Twilight of the Courts: The Elusive Search for Justice in the American Police State
by John W. Whitehead
“As nightfall does not come at once, neither does oppression. In both instances, there is a twilight when everything remains seemingly unchanged. And it is in such twilight that we all must be most aware of change in the air – however slight – lest we become unwitting victims of the darkness.”—Supreme Court Justice William O. Douglas
We have entered a new regime and it’s called the American police state.
As the U.S. Supreme Court’s ruling in County of Los Angeles vs. Mendez makes clear, Americans can no longer rely on the courts to mete out justice.
Continuing its disturbing trend of siding with police in cases of excessive use of force, a unanimous Court declared that police should not be held liable for recklessly firing 15 times into a shack where a homeless couple—Angel and Jennifer Mendez—was sleeping.

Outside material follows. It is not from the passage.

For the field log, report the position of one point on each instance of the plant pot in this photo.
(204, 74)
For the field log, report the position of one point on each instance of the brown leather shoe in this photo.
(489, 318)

Understandably, the Mendezes were startled by the intruders, so much so that Angel was holding his BB gun, which he used to shoot rats, in defense. Despite the fact that police barged into the Mendez’s backyard shack without a search warrant and without announcing their presence and fired 15 shots at the couple, who suffered significant injuries (Angel Mendez suffered numerous gunshot wounds, one of which required the amputation of his right leg below the knee, and his wife Jennifer was shot in the back), the Court once again gave the police a “get out of jail free” card.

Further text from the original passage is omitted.